The Pre-hospitalisation Medical Expenses and Post- hospitalisation Medical Expenses claims shall be processed only after the decision of the main Hospitalisation claim.
16. Claim Assessment
The Insurer shall pay the fixed or indemnity amount as specified in the applicable Base or Optional cover in accordance with the terms of this Policy. For Benefit claims, if Lump sum Payout is opted then full Sum Insured will be paid at one time and the claim will be settled. The Insurer is not liable to make any payments that are not specified in the Policy.They will assess all admissible claims under the Policy in the following progressive order:
If a room/ Intensive Care Unit accommodation has been opted for where the rent or category is higher than the eligible limit for that Insured Person under the Policy, then, the Insured Person shall bear the rateable proportion of the Medical Expenses (including surcharge or taxes thereon) as specified in the Policy Schedule/ Certificate Of Insurance in the proportion of the difference between Room Rent of the entitled room category/eligible Room Rent to the room rent actually incurred excluding pharmacy and consumables which shall be paid on actuals.
If any Sub Limit on Medical Expenses are applicable as specified in the Policy Schedule/ Certificate Of Insurance, Our liability to make payment shall be limited to the extent of the applicable Sub Limit for that Medical Expense.
17. Claims Investigation:
The Insured Person should submit the Post-hospitalisation Medical Expenses Cover claim documents at his/her own expense within 15 days of completion of Post-hospitalisation Treatment or period, or eligible Post-Hospitalisation period of cover, whichever is earlier. The Insurer shall receive Pre-hospitalisation Medical Expenses Cover and Post-hospitalisation Medical Expenses Cover claim documents either along with papers for Hospitalisation Expenses Cover or separately and process the same based on merit of the claim derived on the basis of the documents received.
18. Claim Payment Terms:
The Insurer shall have no liability to make payment of a claim under the Policy in respect of an Insured Person once the applicable Sum Insured for that Insured Person is exhausted.
All claims will be payable in India and in Indian rupees.
The Insurer is not obliged to make payment for any claim or that part of any claim that could have been avoided or reduced if the Insured Person could have reasonably minimised the costs incurred.
If the Insured Person suffers a relapse within 45 days from the date of discharge from the Hospital for which a claim has been made, then such relapse shall be deemed to be part of the same claim and all the limits for “Any one illness/ injury” under this Policy shall be applied as if they were under a single claim.

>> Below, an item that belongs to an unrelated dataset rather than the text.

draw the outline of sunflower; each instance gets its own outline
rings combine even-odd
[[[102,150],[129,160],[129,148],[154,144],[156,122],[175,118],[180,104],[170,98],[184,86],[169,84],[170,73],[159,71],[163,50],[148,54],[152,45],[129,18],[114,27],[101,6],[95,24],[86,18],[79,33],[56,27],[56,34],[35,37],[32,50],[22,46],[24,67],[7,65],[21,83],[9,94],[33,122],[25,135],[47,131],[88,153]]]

The Insurer shall have the right to recover and deduct any or all the pending instalments from the claim amount due under the Policy
For Reimbursement claims, the payment shall be made to You/ Insured Person. In the unfortunate event of the Insured Person’s death, The Insurer will pay the legal heir who holds a succession certificate or indemnity bond to that effect, whichever is available and whose discharge shall be treated as full and final discharge.

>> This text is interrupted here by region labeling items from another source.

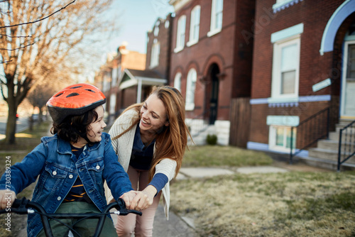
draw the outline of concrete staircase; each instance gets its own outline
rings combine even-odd
[[[336,131],[329,133],[329,139],[320,140],[317,148],[308,149],[308,157],[300,157],[299,159],[310,165],[337,170],[339,131],[351,122],[352,122],[351,120],[341,120],[336,126]],[[342,136],[342,140],[343,141],[342,150],[344,150],[344,148],[345,146],[345,150],[354,152],[355,148],[355,128],[350,129],[352,129],[352,131],[351,132],[348,131],[347,136],[343,134]],[[352,143],[350,143],[350,140]],[[342,155],[342,160],[344,160],[345,157],[345,155]],[[355,170],[355,156],[343,163],[341,170]]]

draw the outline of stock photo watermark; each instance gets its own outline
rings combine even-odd
[[[9,192],[6,193],[6,217],[5,218],[6,230],[11,231],[11,194],[10,193],[10,187],[11,187],[11,157],[6,156],[5,159],[5,177],[6,177],[6,190]]]

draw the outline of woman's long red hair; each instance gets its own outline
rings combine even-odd
[[[165,158],[176,161],[175,176],[178,175],[181,167],[185,151],[187,147],[187,136],[191,137],[189,129],[185,123],[185,103],[181,93],[174,87],[162,86],[154,87],[151,95],[153,94],[163,101],[166,109],[169,126],[155,136],[155,153],[149,170],[149,180],[151,180],[154,175],[155,165]],[[113,140],[118,139],[139,123],[141,120],[140,111],[143,104],[133,104],[124,111],[122,114],[134,109],[137,112],[137,116],[132,118],[131,125],[126,131],[113,138]]]

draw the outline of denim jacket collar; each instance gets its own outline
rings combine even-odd
[[[55,134],[58,136],[57,134]],[[57,143],[57,151],[60,154],[72,154],[72,148],[70,144],[58,137],[58,142]],[[92,145],[85,145],[83,152],[90,152],[91,150],[96,150],[99,148],[101,143],[95,143]]]

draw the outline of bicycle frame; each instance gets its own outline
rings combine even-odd
[[[99,219],[99,221],[97,223],[95,233],[93,237],[98,237],[104,226],[104,224],[105,222],[106,216],[107,214],[111,214],[109,211],[110,209],[116,208],[117,209],[116,211],[114,211],[112,213],[121,215],[126,216],[130,213],[133,213],[137,215],[142,215],[142,213],[136,210],[129,210],[126,209],[126,204],[124,201],[122,199],[119,199],[118,201],[115,202],[112,202],[106,206],[105,209],[102,213],[96,213],[96,214],[47,214],[45,210],[38,204],[34,202],[31,202],[26,198],[23,198],[22,199],[16,199],[12,204],[11,208],[11,212],[14,212],[18,214],[28,214],[33,213],[37,213],[40,215],[40,219],[42,220],[42,224],[43,225],[44,231],[45,233],[45,236],[47,237],[54,237],[52,233],[52,228],[50,228],[50,225],[49,224],[49,219],[53,219],[58,221],[58,219],[78,219],[78,221],[74,224],[72,226],[69,226],[65,224],[71,231],[76,232],[73,229],[73,226],[79,221],[85,219]],[[6,213],[6,210],[1,210],[0,214]]]

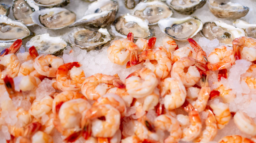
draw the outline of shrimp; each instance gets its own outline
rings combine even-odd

19. Emergency evacuation and repatriation of mortal remains:
In the event of an Insured Person requiring Emergency evacuation/ repatriation of mortal remains, Insured Person/ Nominee (as applicable), must notify the Insurer immediately either at the call centre or in writing.
Emergency evacuations shall be pre-authorized by the Insurer.
Medical specialists in association with the Service Provider shall determine the Medical Necessity of such Emergency evacuation post which the same will be approved.